When my son was ten years old, I married, and after living in other people’s homes for eight years, we now had our own home. It was nice not to have to work, and I could concentrate on home-schooling. My greatest concern was for my husband to accept and love my son. It didn’t happen, and we had years of angst. To help survive this new heart break, I visited counselors and support groups. These people listened to me and accepted me unconditionally, which is something I never experienced.
When my son left for college, I worked part-time with the CHIP program in Rockford, IL, directly with the staff and the creator of the program. This proved to be a dramatic life-changing experience. Not only did I gain valuable experience for my future dream job, but I also met many people and found love and acceptance. This included loving families at the local church that befriended me and welcomed me into their homes and lives.

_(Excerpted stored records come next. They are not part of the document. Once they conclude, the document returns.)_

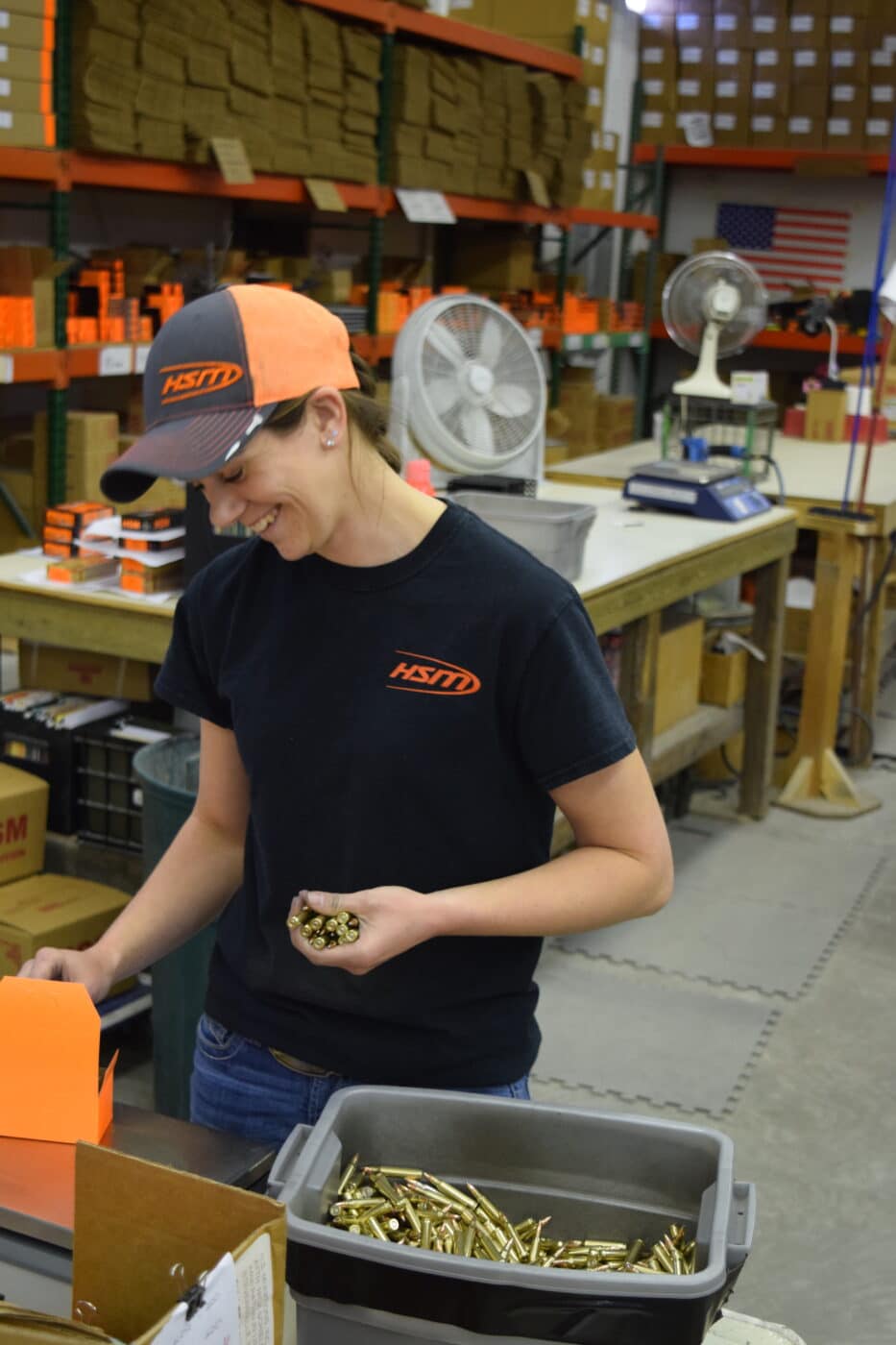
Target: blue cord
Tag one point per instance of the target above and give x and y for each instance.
(871, 339)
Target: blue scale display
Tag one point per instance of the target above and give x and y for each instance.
(704, 490)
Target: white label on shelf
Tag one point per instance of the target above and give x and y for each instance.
(116, 359)
(674, 494)
(425, 208)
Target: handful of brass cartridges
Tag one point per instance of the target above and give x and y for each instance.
(326, 931)
(412, 1208)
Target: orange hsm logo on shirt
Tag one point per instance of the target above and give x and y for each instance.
(197, 379)
(435, 676)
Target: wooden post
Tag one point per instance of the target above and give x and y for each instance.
(819, 783)
(763, 682)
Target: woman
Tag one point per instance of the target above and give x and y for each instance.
(393, 699)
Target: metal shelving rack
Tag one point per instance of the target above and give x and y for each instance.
(64, 170)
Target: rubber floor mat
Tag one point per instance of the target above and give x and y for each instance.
(643, 1039)
(752, 908)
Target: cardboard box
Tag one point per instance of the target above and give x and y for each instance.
(24, 63)
(811, 101)
(23, 823)
(722, 678)
(845, 134)
(658, 128)
(767, 130)
(806, 132)
(80, 672)
(124, 1250)
(731, 128)
(808, 30)
(26, 96)
(734, 63)
(56, 911)
(826, 416)
(809, 66)
(770, 96)
(30, 130)
(678, 670)
(24, 30)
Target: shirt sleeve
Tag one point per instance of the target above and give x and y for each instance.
(569, 717)
(188, 676)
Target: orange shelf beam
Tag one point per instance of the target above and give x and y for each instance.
(397, 17)
(782, 160)
(846, 345)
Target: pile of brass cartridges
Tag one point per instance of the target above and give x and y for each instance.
(326, 931)
(412, 1208)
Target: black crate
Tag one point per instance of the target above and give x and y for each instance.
(108, 793)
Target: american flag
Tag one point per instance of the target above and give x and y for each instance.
(788, 246)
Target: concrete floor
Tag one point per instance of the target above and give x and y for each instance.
(815, 1123)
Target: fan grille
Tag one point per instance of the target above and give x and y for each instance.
(466, 323)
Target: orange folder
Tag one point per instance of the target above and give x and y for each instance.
(50, 1063)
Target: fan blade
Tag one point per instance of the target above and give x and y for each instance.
(443, 393)
(476, 428)
(509, 400)
(490, 343)
(444, 340)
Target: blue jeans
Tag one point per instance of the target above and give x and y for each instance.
(240, 1086)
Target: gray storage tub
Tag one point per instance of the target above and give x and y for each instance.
(553, 530)
(597, 1174)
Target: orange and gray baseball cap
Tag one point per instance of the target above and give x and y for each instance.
(217, 372)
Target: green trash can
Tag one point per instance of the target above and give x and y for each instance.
(168, 772)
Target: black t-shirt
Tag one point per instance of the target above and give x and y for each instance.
(400, 723)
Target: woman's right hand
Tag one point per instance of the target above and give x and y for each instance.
(85, 966)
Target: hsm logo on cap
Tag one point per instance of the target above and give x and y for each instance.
(430, 675)
(197, 379)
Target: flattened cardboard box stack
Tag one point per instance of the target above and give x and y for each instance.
(159, 81)
(801, 74)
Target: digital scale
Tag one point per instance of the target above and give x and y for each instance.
(704, 490)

Thanks to God, my husband, family and friends, our lives have turned out all right. My dream job of nutrition and cooking instructor came my way and occasionally I get new job openings. Our son is head of design and strategy of the East coast division of an IT company. He is happily married and has two lovely children. We see each other often, and everyone in the family now gets along. In our local church, I am an active leader and teach the adult Sabbath school and occasionally give Bible studies. My husband and I work together for the church and other projects. We have opened our home to others, especially to single mothers, and tried to help their children.
God has been with me through the mistakes and bad choices, which created potholes I never imaged would be in my life. It has taken decades to fix these potholes which only God can repair. God wanted me happy, and to believe in His power in my life, rather than living by special rules. Rules and works didn’t bring any good thing, but faith in Him has allowed the repairing of the potholes in my broken heart. Life still has its ups and downs, but my life is happier and more rewarding. Every day I am grateful for His presence in my life and I know He is willing to be there for you or any who open their hearts to him.